A New Parents' Perspective on the First Year at Inly

By Brian and Leslie Golemme, Inly Parents

As parents new to not only Inly but also the Montessori Method, we felt some trepidation as we dropped our kindergartener off for his first day at Inly.  Would Cooper be challenged and grow, or would he take shameless advantage of the freedom offered and do only the things that he wanted to do?  Would he master all of the skills of kindergarten and beyond?  Or would he simply become the best block tower builder ever?  We eagerly awaited the first reports from both him and his teachers.

Cooper works on the six cubing chain, a math material that teaches multiples

Early indicators were positive on the home front.  On the second day of school, Cooper was ready early and waited by the door, ready to go.  A good sign, but he could have been eager to get back to his block tower.  Early reports were also good on the school front as his teachers talked about how well he fit in and how much he was enjoying it.

Over the subsequent months, we relaxed more as we heard about all the great things that he got to do at school – whether it was Spanish, Chinese, working on his math stamps, learning about the weather or planting gardens.  Over the course of the year, we were amazed at the breadth and depth of his knowledge in many areas and also the abilities he demonstrated in core skills like math and reading.

Cooper's Special Day celebration
Cooper's Special Day celebration

Because Cooper is on the old side (October Birthday) for his grade and has two older siblings, he doesn’t often get a chance to interact with younger children.  The multi-age approach at Inly enabled him to develop his nurturing and leadership skills and to work patiently with the younger kids, rather than always being the one trying—and often succeeding—to keep up with the older kids.
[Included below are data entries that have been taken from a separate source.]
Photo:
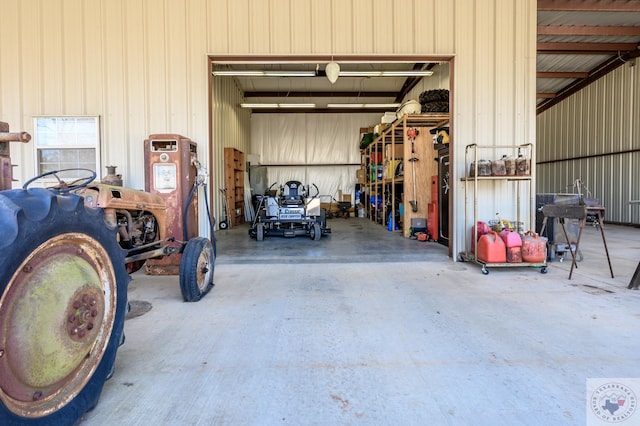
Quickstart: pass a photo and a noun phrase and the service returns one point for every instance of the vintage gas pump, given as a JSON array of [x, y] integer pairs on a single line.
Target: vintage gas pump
[[170, 171], [6, 168]]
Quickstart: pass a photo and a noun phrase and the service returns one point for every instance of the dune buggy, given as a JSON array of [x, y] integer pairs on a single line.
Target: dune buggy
[[289, 213]]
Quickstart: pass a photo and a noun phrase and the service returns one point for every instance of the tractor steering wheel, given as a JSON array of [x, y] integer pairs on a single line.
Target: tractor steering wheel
[[63, 187], [317, 191]]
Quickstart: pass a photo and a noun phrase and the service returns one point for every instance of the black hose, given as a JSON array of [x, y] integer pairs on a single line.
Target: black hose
[[209, 217]]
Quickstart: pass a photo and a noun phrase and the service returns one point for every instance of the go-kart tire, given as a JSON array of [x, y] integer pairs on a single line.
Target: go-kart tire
[[259, 232], [62, 310], [196, 269], [316, 232]]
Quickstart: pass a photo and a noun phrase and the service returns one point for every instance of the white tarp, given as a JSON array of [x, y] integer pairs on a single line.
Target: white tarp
[[320, 149]]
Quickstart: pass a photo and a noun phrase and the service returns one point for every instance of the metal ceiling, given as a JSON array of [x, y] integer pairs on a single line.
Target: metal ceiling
[[579, 41], [319, 89]]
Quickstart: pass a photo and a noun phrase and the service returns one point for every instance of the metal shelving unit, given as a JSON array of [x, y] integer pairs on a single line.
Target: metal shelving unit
[[390, 186], [475, 181]]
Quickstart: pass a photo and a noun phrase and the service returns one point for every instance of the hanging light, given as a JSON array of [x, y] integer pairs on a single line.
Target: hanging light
[[333, 71]]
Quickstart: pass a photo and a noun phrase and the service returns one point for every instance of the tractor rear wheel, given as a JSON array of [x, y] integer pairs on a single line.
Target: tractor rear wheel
[[64, 298]]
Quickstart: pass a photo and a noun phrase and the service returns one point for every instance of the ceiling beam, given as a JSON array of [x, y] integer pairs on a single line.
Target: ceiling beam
[[589, 5], [587, 30], [585, 48], [320, 110], [598, 72], [560, 74], [311, 94]]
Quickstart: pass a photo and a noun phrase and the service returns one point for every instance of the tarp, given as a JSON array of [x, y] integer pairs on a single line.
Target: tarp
[[320, 149]]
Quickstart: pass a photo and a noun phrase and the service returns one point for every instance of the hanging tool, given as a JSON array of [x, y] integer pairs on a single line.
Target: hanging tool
[[412, 133]]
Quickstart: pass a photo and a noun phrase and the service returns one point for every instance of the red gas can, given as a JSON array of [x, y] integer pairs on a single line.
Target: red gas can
[[491, 248], [510, 238], [534, 247]]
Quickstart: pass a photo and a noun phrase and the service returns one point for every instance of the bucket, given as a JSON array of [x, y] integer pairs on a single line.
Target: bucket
[[484, 168], [510, 238], [534, 247], [483, 228], [498, 167], [510, 166], [523, 166], [491, 248]]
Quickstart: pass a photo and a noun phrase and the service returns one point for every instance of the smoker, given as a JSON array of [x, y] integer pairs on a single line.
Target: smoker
[[557, 242]]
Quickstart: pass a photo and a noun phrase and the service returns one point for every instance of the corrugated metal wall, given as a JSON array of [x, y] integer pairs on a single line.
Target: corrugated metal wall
[[595, 136], [143, 67]]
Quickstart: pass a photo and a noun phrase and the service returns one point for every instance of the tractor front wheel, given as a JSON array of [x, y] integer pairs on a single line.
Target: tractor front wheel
[[62, 309], [196, 269]]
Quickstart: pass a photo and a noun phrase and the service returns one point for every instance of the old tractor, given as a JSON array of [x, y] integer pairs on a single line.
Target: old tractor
[[67, 252]]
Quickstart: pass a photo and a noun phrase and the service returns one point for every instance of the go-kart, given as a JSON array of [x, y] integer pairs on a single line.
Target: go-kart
[[289, 213]]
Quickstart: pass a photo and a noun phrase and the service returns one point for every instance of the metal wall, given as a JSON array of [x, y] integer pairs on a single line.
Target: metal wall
[[142, 65], [595, 136]]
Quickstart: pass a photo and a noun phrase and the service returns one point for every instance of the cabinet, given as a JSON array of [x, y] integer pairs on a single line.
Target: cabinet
[[397, 172], [482, 186], [234, 185]]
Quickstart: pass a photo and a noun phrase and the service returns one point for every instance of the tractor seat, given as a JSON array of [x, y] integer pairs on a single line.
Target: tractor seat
[[292, 193]]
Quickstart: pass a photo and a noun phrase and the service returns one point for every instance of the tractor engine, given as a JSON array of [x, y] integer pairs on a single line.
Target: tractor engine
[[136, 228]]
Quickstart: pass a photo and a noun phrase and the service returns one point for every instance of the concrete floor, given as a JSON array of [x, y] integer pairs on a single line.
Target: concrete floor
[[367, 328]]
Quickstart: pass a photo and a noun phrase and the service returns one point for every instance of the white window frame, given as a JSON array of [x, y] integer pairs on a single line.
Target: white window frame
[[66, 133]]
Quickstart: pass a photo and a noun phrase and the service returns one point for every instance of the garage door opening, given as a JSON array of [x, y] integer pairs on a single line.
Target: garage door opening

The Inly experience has brought out a side in Cooper that we see only infrequently at home.

As the school year winds down, we reflect on Cooper’s CH1 experience with great satisfaction. Our son has grown in so many dimensions—academically, socially, physically and behaviorally.  When you hear your kindergartener sincerely recite the Ghandi peace greeting (the same child that you have to get to stop fighting with a sibling over a crayon), you know that your child has grown in exciting and unexpected ways.  As the year progressed, we realized it was less about milestones and benchmarks (although they are important) and more about the person Cooper is becoming.

We look forward with anticipation and excitement to see what his next year at Inly brings for Cooper and for us.